FRANCE: In taking such strongly opposing views on a possible war against Iraq, Jacques Chirac and Tony Blair are both taking the biggest gambles of their political careers, Lara Marlowe reports from Le Touquet
Outside the town hall of this small resort town on the English Channel, hundreds of well-wishers waved Union Jacks and French tricolours. A military band played God Save the Queen and La Marseillaise, and the rival leaders of Europe plunged into the crowd to shake hands.
But Prime Minister Tony Blair's grin looked brittle. The crowd chanted "Chi-rac, Chi-rac" - not "To-ny, To-ny". Although Mr Blair's popularity has plummeted over his support for George Bush's Iraq policy, President Jacques Chirac is seen to lead the anti-war camp worldwide. As a result, Franco-British relations have reached their lowest point since de Gaulle vetoed Britain's application to join Europe 40 years ago.
Mr Blair came to Le Touquet fresh from his weekend with Mr Bush in Washington, in the vain hope of bringing Mr Chirac "on side". British officials eagerly pointed out that their Prime Minister slightly distanced himself from Washington by emphasising his wish for a second Security Council resolution. If the French leader would not support war, the British thought, perhaps he could be dissuaded from using his power to veto a resolution authorising intervention.
French officials laughed at British optimism about Mr Blair's powers of persuasion. Mr Chirac was not in a giving mood. Why should he help Mr Blair out of his problems with his own party and population - especially after last week's "stab in the back", when Mr Blair signed the "gang of eight" letter supporting Washington? London didn't even have the courtesy to warn Mr Chirac that blow was coming.
It was a long way from the "Spirit of Saint-Malo", the December 1998 summit when the same leaders announced a series of defence initiatives that became the basis for the European Rapid Reaction Force. Tony Blair was the darling of the French media then.
It started going wrong, a British diplomat recalls, when Mr Bush came to office in January 2001. "The French forgave Blair's closeness to Clinton," the diplomat said, "but they can't fathom why Tony Blair prefers a right-wing, fundamentalist Christian whom they see as a buffoon to his European partners."
Franco-British tensions came to a head at the Brussels Summit last October. First Mr Chirac threatened to cut off Britain's EU rebate, sacrosanct since the days of Margaret Thatcher. Then Mr Chirac and the German Chancellor Gerhard Schröder agreed to postpone reform of the Common Agricultural Policy. Mr Blair complained three times, in front of the entire European Council.
"You are an ill-bred young man," Mr Chirac snapped at him. "No one has ever talked to me that way. And our next summit is cancelled." Which is why yesterday's summit took place two months late.
In the meantime, Mr Blair tried to make amends, giving Mr Chirac a Churchill pen for his 70th birthday in November, and publishing a florid tribute to the French leader in Paris-Match magazine. Franco-British disputes over the ban on British beef and the immigrants' camp at Sangatte were resolved.

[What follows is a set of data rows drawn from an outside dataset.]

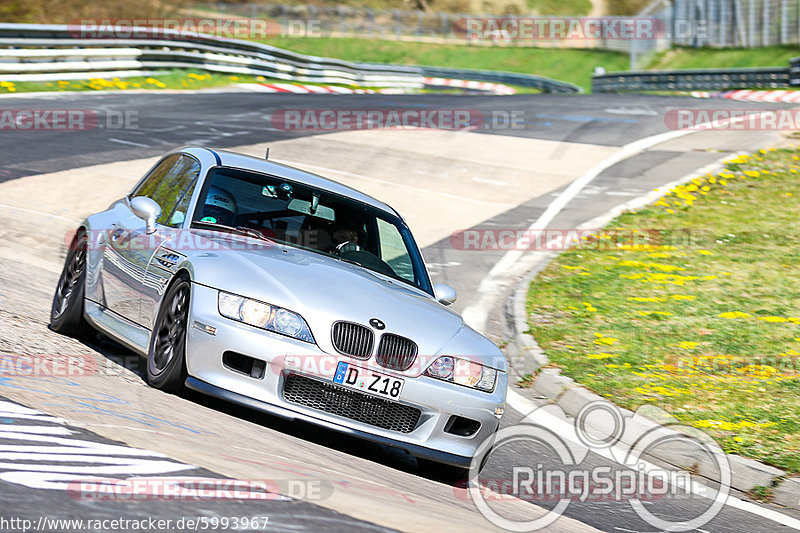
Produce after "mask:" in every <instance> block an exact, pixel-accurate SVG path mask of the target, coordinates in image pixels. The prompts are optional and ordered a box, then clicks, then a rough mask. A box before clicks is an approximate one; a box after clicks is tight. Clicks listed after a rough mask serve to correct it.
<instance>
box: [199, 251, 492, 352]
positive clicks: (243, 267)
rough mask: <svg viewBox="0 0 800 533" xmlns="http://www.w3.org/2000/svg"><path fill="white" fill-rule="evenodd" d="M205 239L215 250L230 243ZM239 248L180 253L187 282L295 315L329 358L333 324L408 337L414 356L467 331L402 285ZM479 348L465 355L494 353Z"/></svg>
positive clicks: (362, 273) (294, 252) (464, 326)
mask: <svg viewBox="0 0 800 533" xmlns="http://www.w3.org/2000/svg"><path fill="white" fill-rule="evenodd" d="M208 238H209V240H213V241H214V242H215V243H216V244H217V245H220V244H225V243H227V244H231V243H233V242H234V239H235V238H234V237H232V236H225V235H216V236H212V237H208ZM246 248H247V249H244V250H239V249H236V250H234V249H217V250H212V251H208V252H201V253H194V254H190V255H189V254H187V255H189V261H190V262H191V270H192V278H193V280H194V281H195V282H197V283H202V284H204V285H207V286H210V287H213V288H216V289H220V290H224V291H229V292H232V293H235V294H238V295H241V296H247V297H249V298H254V299H257V300H261V301H263V302H267V303H270V304H274V305H277V306H280V307H284V308H286V309H289V310H291V311H294V312H297V313H299V314H300V315H302V316H303V318H304V319H305V320H306V322H307V323H308V325H309V327H310V328H311V331H312V333H313V334H314V338H315V340H316V342H317V344H318V345H319V346H320V347H321V348H322V349H323V350H325V351H326V352H329V353H335V350H334V348H333V345H332V341H331V334H330V331H331V327H332V325H333V323H334V322H337V321H347V322H355V323H358V324H362V325H365V326H368V324H369V321H370V319H372V318H377V319H379V320H381V321H382V322H383V323H384V324H385V325H386V328H385V330H383V331H377V330H374V331H375V334H376V338H377V337H378V336H379V335H380V334H381V333H384V332H391V333H395V334H397V335H402V336H405V337H408V338H410V339H412V340H414V341H415V342H416V343H417V345H418V346H419V353H420V354H421V355H436V354H439V353H440V352H441V350H442V349H443V348H445V347H446V346H448V345H452V344H453V341H454V338H456V337H457V336H459V335H461V336H470V337H472V333H474V332H472V330H470V329H469V328H468V327H467V326H466V325H465V324H464V322H463V320H462V318H461V316H460V315H458V314H457V313H455V312H453V311H451V310H449V309H446V308H445V307H444V306H443V305H441V304H439V303H438V302H436V301H435V300H434V299H433V297H431V296H430V295H428V294H426V293H424V292H422V291H419V290H417V289H415V288H413V287H411V286H409V285H408V284H406V283H404V282H401V281H398V280H391V278H387V277H386V276H382V275H381V274H377V273H374V272H372V271H370V270H367V269H364V268H361V267H359V266H357V265H353V264H349V263H346V262H343V261H339V260H337V259H334V258H332V257H329V256H325V255H322V254H318V253H314V252H310V251H307V250H302V249H299V248H293V247H290V246H283V245H279V244H272V243H268V242H264V243H263V244H262V243H252V242H251V243H248V246H247V247H246ZM480 338H481V339H482V340H485V339H483V337H480ZM486 342H487V343H488V345H487V344H484V343H483V342H480V343H472V342H471V343H467V344H468V345H469V347H468V348H465V349H466V350H467V351H470V352H473V353H476V352H478V351H481V350H482V351H484V352H488V353H486V354H484V355H495V353H496V351H497V348H496V347H495V346H494V344H492V343H490V342H488V341H486ZM457 344H463V343H457ZM475 344H478V345H475ZM477 355H481V354H477Z"/></svg>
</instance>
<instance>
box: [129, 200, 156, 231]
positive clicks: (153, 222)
mask: <svg viewBox="0 0 800 533" xmlns="http://www.w3.org/2000/svg"><path fill="white" fill-rule="evenodd" d="M131 211H133V214H134V215H136V216H137V217H138V218H141V219H142V220H144V221H145V232H146V233H147V234H148V235H150V234H151V233H155V231H156V219H157V218H158V217H160V216H161V206H160V205H158V204H157V203H156V202H155V200H153V199H152V198H148V197H147V196H137V197H136V198H133V199H132V200H131Z"/></svg>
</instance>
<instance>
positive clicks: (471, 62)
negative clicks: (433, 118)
mask: <svg viewBox="0 0 800 533" xmlns="http://www.w3.org/2000/svg"><path fill="white" fill-rule="evenodd" d="M262 42H264V43H266V44H270V45H272V46H278V47H280V48H285V49H287V50H292V51H293V52H298V53H301V54H309V55H314V56H322V57H335V58H337V59H346V60H348V61H365V62H369V63H399V64H402V65H437V66H446V67H452V68H469V69H479V70H503V71H507V72H521V73H523V74H536V75H539V76H547V77H548V78H553V79H556V80H562V81H569V82H572V83H574V84H576V85H579V86H581V87H583V88H584V90H586V91H588V90H589V89H591V85H592V83H591V82H592V71H593V70H594V67H596V66H603V67H605V68H606V70H608V71H616V70H626V69H627V68H628V66H629V62H630V60H629V58H628V56H627V55H626V54H622V53H619V52H610V51H604V50H576V49H554V48H521V47H514V48H511V47H486V46H465V45H457V44H452V45H447V44H430V43H412V42H398V41H388V40H387V41H383V40H367V39H338V38H327V37H319V38H316V37H281V38H275V39H268V40H265V41H262Z"/></svg>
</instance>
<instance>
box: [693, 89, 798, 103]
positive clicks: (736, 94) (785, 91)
mask: <svg viewBox="0 0 800 533" xmlns="http://www.w3.org/2000/svg"><path fill="white" fill-rule="evenodd" d="M690 94H691V95H692V96H694V97H695V98H727V99H728V100H739V101H746V102H786V103H790V104H797V103H800V91H790V90H786V89H777V90H774V91H763V90H760V91H759V90H745V89H742V90H738V91H725V92H720V93H712V92H709V91H692V92H691V93H690Z"/></svg>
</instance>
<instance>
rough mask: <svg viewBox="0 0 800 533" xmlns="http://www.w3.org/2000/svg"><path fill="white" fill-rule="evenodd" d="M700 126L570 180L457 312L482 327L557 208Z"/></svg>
mask: <svg viewBox="0 0 800 533" xmlns="http://www.w3.org/2000/svg"><path fill="white" fill-rule="evenodd" d="M769 113H770V112H761V113H759V114H760V115H765V114H769ZM720 122H722V121H720ZM704 126H710V123H706V124H701V125H699V126H698V127H697V129H691V130H675V131H667V132H664V133H659V134H657V135H651V136H650V137H645V138H644V139H639V140H638V141H634V142H632V143H628V144H626V145H624V146H622V148H620V150H619V151H618V152H616V153H615V154H613V155H611V156H609V157H607V158H606V159H604V160H603V161H601V162H600V163H598V164H597V165H595V166H594V167H592V168H591V169H589V171H588V172H586V173H585V174H584V175H583V176H581V177H579V178H578V179H576V180H575V181H573V182H572V183H570V185H569V186H568V187H567V188H566V189H565V190H564V192H562V193H561V194H559V195H558V196H557V197H556V199H555V200H553V201H552V202H551V203H550V205H548V206H547V209H545V210H544V212H543V213H542V214H541V215H539V218H537V219H536V220H535V221H534V222H533V224H531V225H530V226H529V227H528V228H527V230H526V231H525V232H524V233H523V236H522V237H520V238H519V239H518V240H517V242H515V243H514V248H513V249H512V250H509V251H508V252H506V253H505V255H503V257H502V258H501V259H500V261H498V262H497V263H496V264H495V265H494V267H492V269H491V270H490V271H489V273H488V274H487V275H486V277H484V278H483V279H482V280H481V282H480V284H479V285H478V291H477V292H478V295H479V296H478V301H477V302H475V303H473V304H471V305H469V306H467V307H466V308H465V309H464V311H463V312H462V313H461V316H462V317H463V318H464V322H466V323H467V324H468V325H469V326H470V327H472V328H473V329H476V330H478V331H482V330H483V328H484V327H485V326H486V321H487V320H488V318H489V311H490V310H491V307H492V304H493V303H494V301H495V299H496V298H497V296H498V294H499V293H501V292H502V291H501V290H499V289H500V288H501V287H500V285H501V284H502V282H503V281H504V280H503V278H504V277H505V275H506V274H507V273H508V272H509V271H510V270H511V269H512V267H513V266H514V265H515V264H516V263H517V262H518V261H519V260H520V259H521V258H522V256H523V255H525V254H526V253H527V250H525V249H524V246H525V243H527V242H530V241H531V240H533V239H534V238H538V237H539V235H541V234H542V233H543V232H544V231H545V228H547V226H548V225H549V224H550V223H551V222H552V221H553V219H555V217H556V216H557V215H558V214H559V213H560V212H561V211H563V209H564V208H565V207H566V206H567V204H569V202H571V201H572V200H573V199H574V198H575V197H576V196H577V195H578V194H579V193H580V192H581V191H582V190H583V189H584V188H585V187H586V186H587V185H589V183H591V182H592V181H593V180H594V179H595V178H596V177H598V176H599V175H600V174H601V173H602V172H603V171H605V170H607V169H608V168H610V167H612V166H613V165H616V164H617V163H619V162H620V161H623V160H625V159H628V158H629V157H633V156H634V155H637V154H639V153H641V152H644V151H645V150H647V149H648V148H651V147H653V146H656V145H658V144H661V143H663V142H666V141H671V140H673V139H677V138H679V137H683V136H684V135H688V134H690V133H695V132H696V131H697V130H702V129H703V127H704Z"/></svg>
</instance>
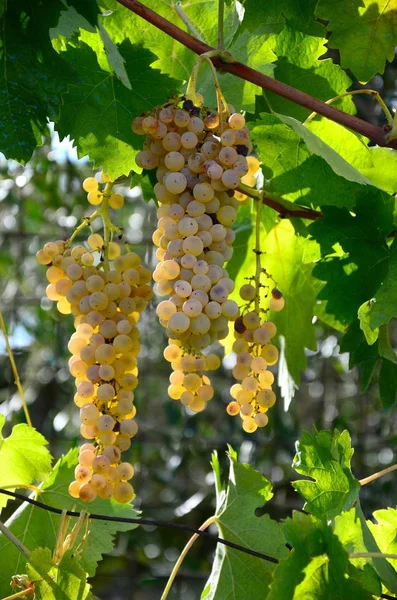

A spat over France's invitation to the Zimbabwean President Robert Mugabe to attend an African summit in Paris on February 20th created more hard feelings. Le Monde newspaper revealed yesterday that the visit was the subject of a secret deal, whereby Paris promised to vote to continue EU sanctions against Zimbabwe. Not only did Messrs Blair and Chirac fail to inform their cabinets, diplomats say they gave note-takers different versions of their verbal agreement.
You didn't have to look further than the press-kits handed out by the Élysée and the British Embassy to measure misunderstandings yesterday.
At St Malo, the British document notes, "France accepted that NATO would remain the foundation of Europe's collective security." The French account of St Malo says that "Great Britain accepts, within the framework of the Common Foreign and Security Policy, that the European Union establish an autonomous capacity for action based on credible military forces."
The British text goes on to say that "Franco-British thinking has played a key role in driving forward the EU's development of a European Security and Defence Policy". The French notes tell the (for Britain) bitter truth: that the security and defence policy was proposed by France and Germany on the 40th anniversary of the Élysée Treaty.
To avoid making a spectacle of their differences, Mr Chirac and Mr Blair choreographed their performance by telephone before travelling to Le Touquet. "There will be amicable discord on Iraq, and amicable accords on defence, immigration and education," Mr Chirac's spokeswoman predicted.
On Iraq, both leaders are making the biggest gamble of their political lives. Mr Chirac may seek a de Gaulle-like place in history by saying 'Non'. London and Washington have irritated him, but opinion polls support him.
At the root of Mr Chirac's attempts to prevent a renewed war against Iraq, his entourage say, is fear that it would doom all possibility of peaceful co-existence between the West and Islam.